Before he aged, like a fine wine, into the mellow-voiced FBI criminal profiler of James Patterson’s successful thriller series, Alex Cross (Tyler Perry) was a humble homicide detective, working a doctorate in psychology on the side and doing the good cop, bad city thing in dingy old Detroit. When a high-profile businesswoman is tortured to death, Cross and his rag-tag team of gun-slinging boffins investigate, quickly uncovering an industrial espionage conspiracy and drawing the ire of a psychotic killer, Picasso (Matthew Fox), who intends to make them part of his latest masterpiece...
‘Alex Cross’, a kind of non-literal/canon/reboot/prequel to the unremarkable but fondly remembered Morgan Freeman thrillers ‘Kiss The Girls’ (1997) and ‘Along Came A Spider’ (2001), is a complete train wreck.
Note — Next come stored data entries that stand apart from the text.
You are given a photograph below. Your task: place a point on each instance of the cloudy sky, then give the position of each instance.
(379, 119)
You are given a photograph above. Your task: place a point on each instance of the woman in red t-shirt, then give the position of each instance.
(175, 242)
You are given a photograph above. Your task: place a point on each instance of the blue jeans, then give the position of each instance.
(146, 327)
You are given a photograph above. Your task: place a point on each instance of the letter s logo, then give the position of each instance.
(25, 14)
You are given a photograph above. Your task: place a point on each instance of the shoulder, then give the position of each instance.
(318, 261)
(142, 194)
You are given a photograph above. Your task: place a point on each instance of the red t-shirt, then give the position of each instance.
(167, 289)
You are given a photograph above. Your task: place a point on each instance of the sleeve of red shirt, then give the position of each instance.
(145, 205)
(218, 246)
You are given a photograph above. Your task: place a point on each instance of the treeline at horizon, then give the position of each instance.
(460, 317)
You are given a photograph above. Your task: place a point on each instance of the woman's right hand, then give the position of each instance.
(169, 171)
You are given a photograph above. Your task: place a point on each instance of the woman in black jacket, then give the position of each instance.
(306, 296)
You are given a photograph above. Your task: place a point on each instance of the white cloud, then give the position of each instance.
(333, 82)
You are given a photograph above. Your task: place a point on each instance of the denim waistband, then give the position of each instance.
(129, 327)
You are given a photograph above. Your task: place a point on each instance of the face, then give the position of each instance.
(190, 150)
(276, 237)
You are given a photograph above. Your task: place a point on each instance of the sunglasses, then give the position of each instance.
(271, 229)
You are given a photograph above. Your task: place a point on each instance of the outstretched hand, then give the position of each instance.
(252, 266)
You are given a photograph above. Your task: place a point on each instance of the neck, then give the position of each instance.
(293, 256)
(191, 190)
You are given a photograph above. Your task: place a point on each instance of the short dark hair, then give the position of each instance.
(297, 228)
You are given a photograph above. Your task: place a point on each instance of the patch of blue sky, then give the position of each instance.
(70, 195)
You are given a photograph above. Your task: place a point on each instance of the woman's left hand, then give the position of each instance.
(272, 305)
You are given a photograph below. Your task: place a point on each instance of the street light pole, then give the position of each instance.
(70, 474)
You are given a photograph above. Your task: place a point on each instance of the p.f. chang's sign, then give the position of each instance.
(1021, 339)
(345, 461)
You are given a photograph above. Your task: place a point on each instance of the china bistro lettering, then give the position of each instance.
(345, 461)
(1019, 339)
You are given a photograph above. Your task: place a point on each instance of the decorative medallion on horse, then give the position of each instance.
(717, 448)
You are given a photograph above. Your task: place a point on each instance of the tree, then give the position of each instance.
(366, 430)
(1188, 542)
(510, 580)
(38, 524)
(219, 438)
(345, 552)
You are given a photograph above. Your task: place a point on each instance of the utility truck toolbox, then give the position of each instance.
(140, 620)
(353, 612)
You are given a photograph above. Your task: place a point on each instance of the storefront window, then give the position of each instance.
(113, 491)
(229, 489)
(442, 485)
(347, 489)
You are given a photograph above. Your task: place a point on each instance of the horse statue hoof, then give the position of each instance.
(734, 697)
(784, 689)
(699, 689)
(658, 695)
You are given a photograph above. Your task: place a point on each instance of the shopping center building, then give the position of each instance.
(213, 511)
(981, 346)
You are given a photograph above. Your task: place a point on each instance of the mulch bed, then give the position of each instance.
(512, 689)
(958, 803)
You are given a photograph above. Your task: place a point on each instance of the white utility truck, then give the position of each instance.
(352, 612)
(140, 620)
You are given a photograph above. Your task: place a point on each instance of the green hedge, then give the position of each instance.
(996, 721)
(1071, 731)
Perry, most often seen sporting a blouse and wig in his role as the elderly Madea, is hamstrung by a frustratingly trite and incoherent screenplay, which reduces detective work and deductive reasoning to a sub-‘CSI: Miami’ level of stupidity, and the profession of criminal psychology to catchphrases of cartoonish psychobabble. That Perry’s performance isn’t a total waste of time is probably a testament to his natural charisma, more than any conscious acting choice in relation to the material.
Lacking any semblance of internal structure, plot points, logic, or even character motivations, Matthew Fox appears embarrassingly overcommitted to his role – his radical physical transformation unjustified by the sheer stupidity of the entire enterprise. His wide-eyed, “Look-at-me-Ma, I’m-acting” performance as the superfluously convoluted killer is shockingly bad; it’s hard to imagine a director could tolerate it for more than a few takes, let alone encourage it for an entire film. In fact, it’s disheartening to see how many good actors pop up in this movie that are not only dialling in performances, but also actively attempting (misguidedly) to make them better.
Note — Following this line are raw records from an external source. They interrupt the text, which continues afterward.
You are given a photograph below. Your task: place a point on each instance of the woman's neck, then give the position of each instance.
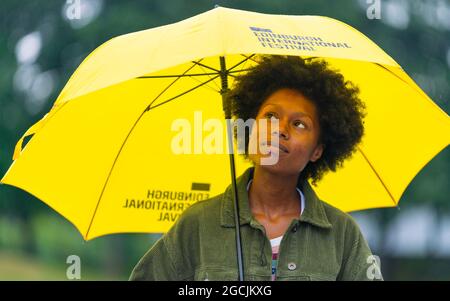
(273, 195)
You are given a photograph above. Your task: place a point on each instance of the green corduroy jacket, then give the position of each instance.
(324, 243)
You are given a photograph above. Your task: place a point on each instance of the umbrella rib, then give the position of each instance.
(181, 94)
(179, 75)
(171, 84)
(243, 61)
(123, 144)
(378, 176)
(210, 77)
(208, 67)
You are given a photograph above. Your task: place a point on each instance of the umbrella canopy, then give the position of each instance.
(103, 156)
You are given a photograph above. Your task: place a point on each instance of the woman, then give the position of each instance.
(287, 232)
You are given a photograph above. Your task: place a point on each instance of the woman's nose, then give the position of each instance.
(280, 128)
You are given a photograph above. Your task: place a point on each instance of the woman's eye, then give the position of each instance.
(300, 124)
(270, 115)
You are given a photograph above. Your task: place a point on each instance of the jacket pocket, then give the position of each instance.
(215, 274)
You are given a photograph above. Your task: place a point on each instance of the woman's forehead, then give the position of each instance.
(290, 101)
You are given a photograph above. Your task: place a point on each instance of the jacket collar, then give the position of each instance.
(314, 212)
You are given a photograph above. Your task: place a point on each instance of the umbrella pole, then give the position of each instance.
(227, 110)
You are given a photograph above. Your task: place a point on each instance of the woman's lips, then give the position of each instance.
(279, 146)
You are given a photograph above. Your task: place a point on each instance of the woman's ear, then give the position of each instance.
(317, 153)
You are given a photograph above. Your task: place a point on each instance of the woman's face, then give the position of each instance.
(298, 132)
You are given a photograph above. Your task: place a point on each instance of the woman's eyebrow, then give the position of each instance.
(300, 114)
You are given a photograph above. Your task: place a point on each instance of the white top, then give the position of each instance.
(277, 240)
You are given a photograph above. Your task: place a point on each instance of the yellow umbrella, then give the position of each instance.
(103, 156)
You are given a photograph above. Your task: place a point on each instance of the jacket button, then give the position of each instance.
(292, 266)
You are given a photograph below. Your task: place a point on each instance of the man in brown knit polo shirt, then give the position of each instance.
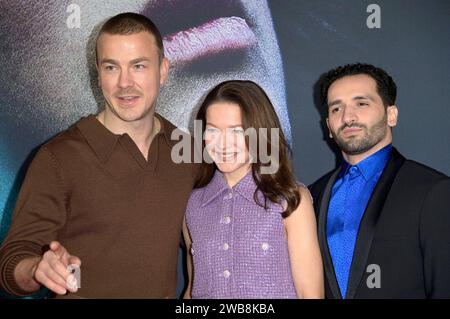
(105, 194)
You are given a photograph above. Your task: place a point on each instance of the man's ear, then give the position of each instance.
(163, 71)
(392, 114)
(329, 131)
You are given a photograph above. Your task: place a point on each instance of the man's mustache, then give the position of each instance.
(128, 92)
(353, 125)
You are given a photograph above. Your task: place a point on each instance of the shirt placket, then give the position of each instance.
(226, 248)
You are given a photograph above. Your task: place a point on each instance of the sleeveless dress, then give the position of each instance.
(239, 248)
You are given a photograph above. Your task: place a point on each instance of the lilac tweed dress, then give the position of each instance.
(239, 249)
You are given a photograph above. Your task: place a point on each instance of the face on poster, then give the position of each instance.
(48, 69)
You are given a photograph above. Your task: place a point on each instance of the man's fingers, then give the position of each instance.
(59, 268)
(42, 278)
(74, 260)
(58, 249)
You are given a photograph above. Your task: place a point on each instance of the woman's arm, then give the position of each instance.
(188, 242)
(304, 251)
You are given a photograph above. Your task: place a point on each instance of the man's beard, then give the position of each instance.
(358, 145)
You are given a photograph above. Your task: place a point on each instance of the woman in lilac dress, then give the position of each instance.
(249, 225)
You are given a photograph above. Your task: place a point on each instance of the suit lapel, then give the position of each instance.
(368, 223)
(322, 234)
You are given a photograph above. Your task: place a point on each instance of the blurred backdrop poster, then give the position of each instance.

The whip-pans and crash-zooms of ‘The Fast And The Furious’ and ‘xXx’ have clearly damaged director Rob Cohen’s brain, as he fails to photograph even a simple dialogue exchange without making a total technical mess of himself (What was that sudden shift to digital video? Couldn’t they fit a HD cam inside the car?). The positioning and movement of his camera is truly baffling at times, and by the time the action scenes roll around, you’ll be hard pressed to make spatial or literal sense of the action occurring on screen.
Lacking any semblance of internal structure, plot points, logic, or even character motivations, Matthew Fox appears embarrassingly overcommitted to his role.
Clearly failing as a form of higher art, ‘Alex Cross’ can’t even muster the energy to satisfy as basic entertainment; at a refreshingly brisk one hundred minutes, the film has such a flimsy story that it sags horrifically for long stretches at a time. The grimness of it all results in unintended laughter, while the preposterous nature of the denouement (via Skype!) is insulting, not just in its clumsy execution, but in its utterly bonkers morality.
Aside from a morbid fixation on racial cliché (so pervasive, in fact, it feels almost satirically intended on a level the film can’t even comprehend) and the joy that implicitly comes from watching skilled people make idiots of themselves, ‘Alex Cross’ is a series of bad performances, terrible storytelling, and a total waste of time.